Wir haben hier in unserem Forschungszusammenhang diese Frage des Ich in der Wahrnehmung oder auch die Sinne des Ich ebenfalls mit Hilfe des Fragments untersucht. Insofern ist es interessant, das S. Lavecchia hier auf ähnlichem Wege unterwegs ist. Für uns ist dabei von Interesse, wie sich die Sinne in Richtung auf das Ich  und mit dem Ich weiterentwickeln, so z.B. die Frage, was wird aus dem Tastsinn, wenn er immer mehr zur Empfindung für Zukünftiges in der Gegenwart wird? S. Lavecchia stellt mit Recht die Frage, was für eine Wissenschaft sich daraus entwickeln müsste, wenn „das Wirken des Ich als Typus eines Wahrnehmungsorgans ernst“ genommen würde „und als Substanz der eigenen Methode in der Begegnung mit allen Dimensionen der Wirklichkeit erleben würde.

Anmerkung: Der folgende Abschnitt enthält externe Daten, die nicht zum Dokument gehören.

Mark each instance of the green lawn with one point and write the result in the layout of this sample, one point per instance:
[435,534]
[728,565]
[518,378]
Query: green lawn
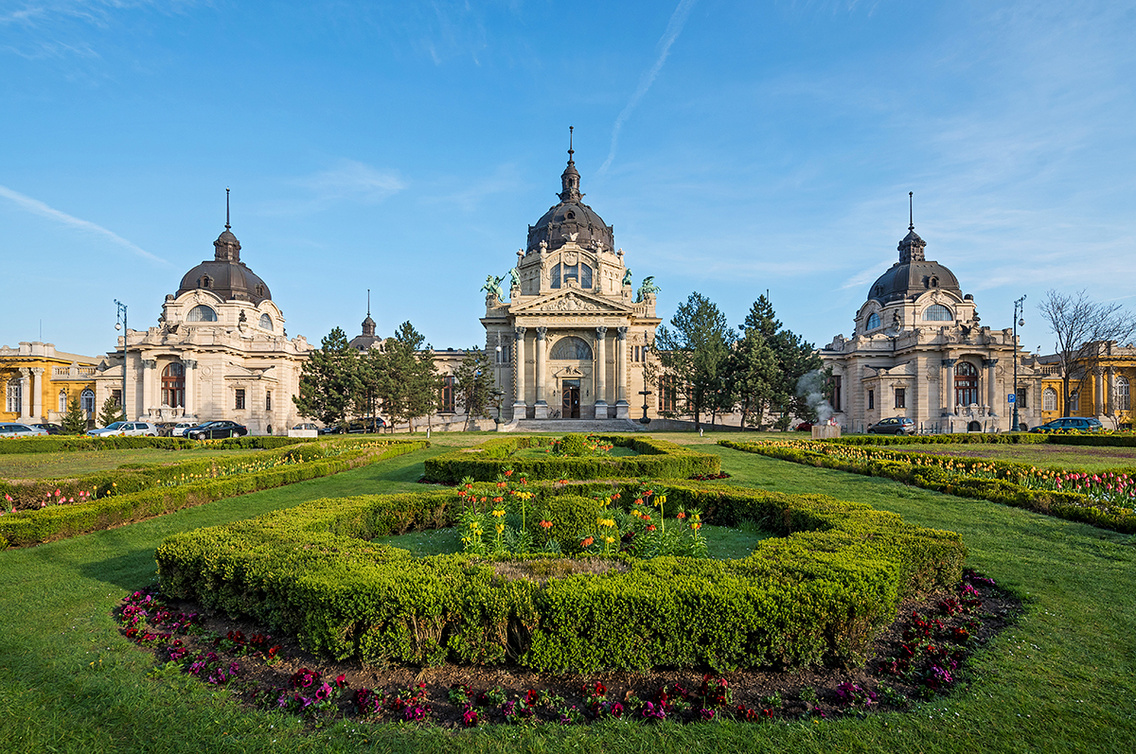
[1063,679]
[69,465]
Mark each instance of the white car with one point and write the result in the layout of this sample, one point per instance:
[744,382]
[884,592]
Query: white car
[126,429]
[15,429]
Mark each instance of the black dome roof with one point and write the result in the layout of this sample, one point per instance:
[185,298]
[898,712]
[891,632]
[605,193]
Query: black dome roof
[571,219]
[912,275]
[226,275]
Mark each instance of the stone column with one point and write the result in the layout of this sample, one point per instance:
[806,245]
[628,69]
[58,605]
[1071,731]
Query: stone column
[191,384]
[601,373]
[621,408]
[541,407]
[991,385]
[25,399]
[38,393]
[1097,391]
[519,407]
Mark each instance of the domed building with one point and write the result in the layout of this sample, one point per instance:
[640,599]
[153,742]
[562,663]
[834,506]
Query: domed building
[571,340]
[218,351]
[918,351]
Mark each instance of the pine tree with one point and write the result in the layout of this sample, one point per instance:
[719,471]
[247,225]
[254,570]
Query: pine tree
[330,380]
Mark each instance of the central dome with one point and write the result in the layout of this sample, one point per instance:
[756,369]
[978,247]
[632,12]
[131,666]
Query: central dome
[571,219]
[912,275]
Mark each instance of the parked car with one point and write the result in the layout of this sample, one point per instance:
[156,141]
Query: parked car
[50,428]
[215,429]
[126,429]
[893,426]
[16,429]
[1071,424]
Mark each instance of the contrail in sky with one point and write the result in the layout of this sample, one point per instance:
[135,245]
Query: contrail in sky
[674,27]
[39,208]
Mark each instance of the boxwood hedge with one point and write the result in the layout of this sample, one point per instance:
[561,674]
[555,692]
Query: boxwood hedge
[656,458]
[819,593]
[61,521]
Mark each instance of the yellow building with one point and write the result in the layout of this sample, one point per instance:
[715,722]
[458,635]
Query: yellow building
[1101,386]
[39,383]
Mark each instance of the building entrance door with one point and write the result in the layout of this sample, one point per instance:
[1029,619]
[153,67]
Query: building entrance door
[570,392]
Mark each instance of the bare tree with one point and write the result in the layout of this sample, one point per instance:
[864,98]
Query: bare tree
[1083,329]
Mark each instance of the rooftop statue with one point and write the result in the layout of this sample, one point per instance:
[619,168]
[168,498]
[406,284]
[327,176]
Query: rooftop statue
[648,287]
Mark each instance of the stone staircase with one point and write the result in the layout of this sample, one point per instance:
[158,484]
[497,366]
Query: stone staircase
[573,425]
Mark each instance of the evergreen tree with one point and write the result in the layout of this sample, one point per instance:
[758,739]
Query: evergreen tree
[110,412]
[330,380]
[696,353]
[474,388]
[74,421]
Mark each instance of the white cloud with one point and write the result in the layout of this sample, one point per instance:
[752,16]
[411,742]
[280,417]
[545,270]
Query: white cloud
[36,207]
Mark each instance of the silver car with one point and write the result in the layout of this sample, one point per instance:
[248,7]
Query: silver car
[16,429]
[126,429]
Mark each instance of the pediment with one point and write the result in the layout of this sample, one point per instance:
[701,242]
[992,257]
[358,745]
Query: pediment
[571,301]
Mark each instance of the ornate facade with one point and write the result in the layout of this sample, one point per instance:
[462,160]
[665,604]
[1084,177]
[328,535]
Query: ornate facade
[40,382]
[219,351]
[918,351]
[573,340]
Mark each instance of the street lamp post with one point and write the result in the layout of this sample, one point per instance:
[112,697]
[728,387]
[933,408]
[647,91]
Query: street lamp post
[1019,308]
[122,325]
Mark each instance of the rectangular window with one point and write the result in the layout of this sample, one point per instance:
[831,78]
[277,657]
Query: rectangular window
[445,402]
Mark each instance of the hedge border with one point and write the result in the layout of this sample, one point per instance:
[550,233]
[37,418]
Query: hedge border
[1068,505]
[658,459]
[64,521]
[821,592]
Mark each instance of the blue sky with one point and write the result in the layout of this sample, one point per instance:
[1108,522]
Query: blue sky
[736,147]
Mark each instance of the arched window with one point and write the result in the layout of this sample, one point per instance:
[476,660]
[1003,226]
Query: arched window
[966,383]
[937,313]
[202,313]
[14,394]
[173,385]
[1049,400]
[571,349]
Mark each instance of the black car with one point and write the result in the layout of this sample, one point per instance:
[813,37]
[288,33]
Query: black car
[893,426]
[215,429]
[1071,424]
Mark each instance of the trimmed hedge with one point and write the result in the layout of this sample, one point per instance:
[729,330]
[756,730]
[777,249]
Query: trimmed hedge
[75,443]
[63,521]
[657,459]
[894,465]
[820,593]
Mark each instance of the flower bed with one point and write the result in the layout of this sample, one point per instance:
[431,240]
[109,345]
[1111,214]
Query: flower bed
[656,458]
[1104,499]
[93,514]
[820,592]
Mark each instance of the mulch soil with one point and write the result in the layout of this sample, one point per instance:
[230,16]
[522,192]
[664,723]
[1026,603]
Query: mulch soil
[921,655]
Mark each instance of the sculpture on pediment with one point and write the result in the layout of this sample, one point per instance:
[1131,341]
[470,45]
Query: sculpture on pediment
[492,286]
[648,287]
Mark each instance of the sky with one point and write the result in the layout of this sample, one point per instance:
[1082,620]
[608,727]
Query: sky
[736,147]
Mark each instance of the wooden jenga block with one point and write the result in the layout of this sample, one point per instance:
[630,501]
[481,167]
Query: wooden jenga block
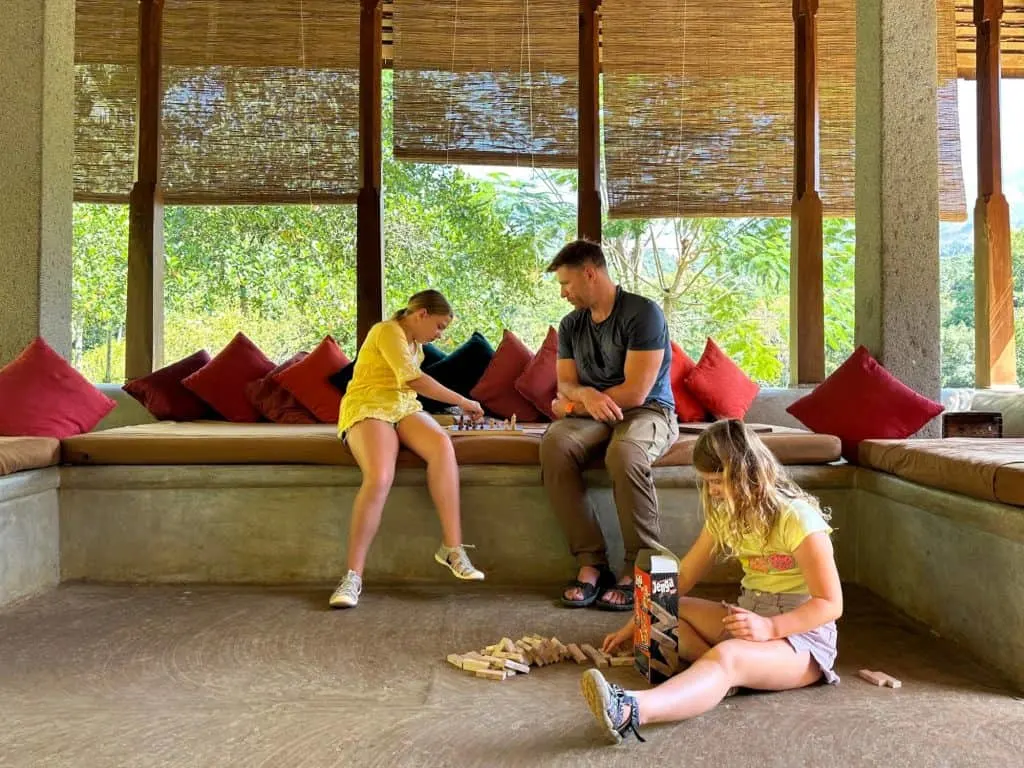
[872,677]
[455,659]
[889,680]
[599,658]
[577,654]
[491,674]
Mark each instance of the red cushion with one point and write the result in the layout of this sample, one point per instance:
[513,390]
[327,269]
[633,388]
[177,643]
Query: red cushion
[720,385]
[275,402]
[221,382]
[43,396]
[163,394]
[307,380]
[496,390]
[860,401]
[687,407]
[539,382]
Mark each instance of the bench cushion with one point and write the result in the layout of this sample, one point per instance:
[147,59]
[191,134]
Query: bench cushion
[19,454]
[987,469]
[221,442]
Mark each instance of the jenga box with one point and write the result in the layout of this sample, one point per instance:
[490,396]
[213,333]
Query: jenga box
[655,613]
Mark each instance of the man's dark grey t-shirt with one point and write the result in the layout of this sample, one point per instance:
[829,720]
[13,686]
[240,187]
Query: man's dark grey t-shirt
[599,348]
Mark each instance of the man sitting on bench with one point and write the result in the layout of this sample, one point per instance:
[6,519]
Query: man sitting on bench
[613,395]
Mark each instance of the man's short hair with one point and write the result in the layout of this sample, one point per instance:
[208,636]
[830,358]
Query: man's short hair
[578,253]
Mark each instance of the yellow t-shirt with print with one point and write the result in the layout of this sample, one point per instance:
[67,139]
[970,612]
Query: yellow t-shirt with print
[386,363]
[770,566]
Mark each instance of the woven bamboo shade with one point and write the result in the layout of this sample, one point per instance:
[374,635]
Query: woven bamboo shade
[952,197]
[1011,39]
[486,81]
[105,92]
[706,127]
[260,100]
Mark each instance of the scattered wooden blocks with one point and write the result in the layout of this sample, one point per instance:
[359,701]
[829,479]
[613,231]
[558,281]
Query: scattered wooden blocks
[508,657]
[577,654]
[880,679]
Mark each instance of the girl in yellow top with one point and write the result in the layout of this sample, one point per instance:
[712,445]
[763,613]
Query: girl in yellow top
[379,413]
[782,633]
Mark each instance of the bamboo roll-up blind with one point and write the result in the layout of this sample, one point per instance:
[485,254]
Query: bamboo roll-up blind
[492,82]
[1011,39]
[260,101]
[105,93]
[698,109]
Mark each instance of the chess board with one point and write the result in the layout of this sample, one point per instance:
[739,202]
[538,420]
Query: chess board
[491,427]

Diese Wissenschaft würde demzufolge eine Umkehrung der Perspektive im Verhältnis zur üblicherweise anerkannten Wissenschaft bedeuten, und Gesetzmäßigkeit wäre hier nicht Standardisierung  oder Algorithmisierung, sondern Geburtshilfe für das Einmalige, das Plötzliche, das Schöpferische.“ 

https://dasgoetheanum.com/ich-als-methode/

Roland Wiese, Ostern 2021

Ein Gedanke zu “Ich als Wahrnehmungsorgan

  1. Egal von welcher Seite – von welcher zeitlichen Epoche – das ICH in den Fokus genommen wird, es ist das spirituelle Wahrnehmungsorgan das es gilt gerade jetzt in Zeiten der Isolation zu erforschen. Somit sollte die Forschung der zwölf Sinne systematisch vorangetrieben werden da, wo sich der Tast-Sinn (1. Sinn) mit dem Ich-Sinn (12.Sinn) im Dialog vereinen.

    Lieber Roland, danke für diesen Hinweis auf diese wichtige Publikation von S. Lavecchia heute.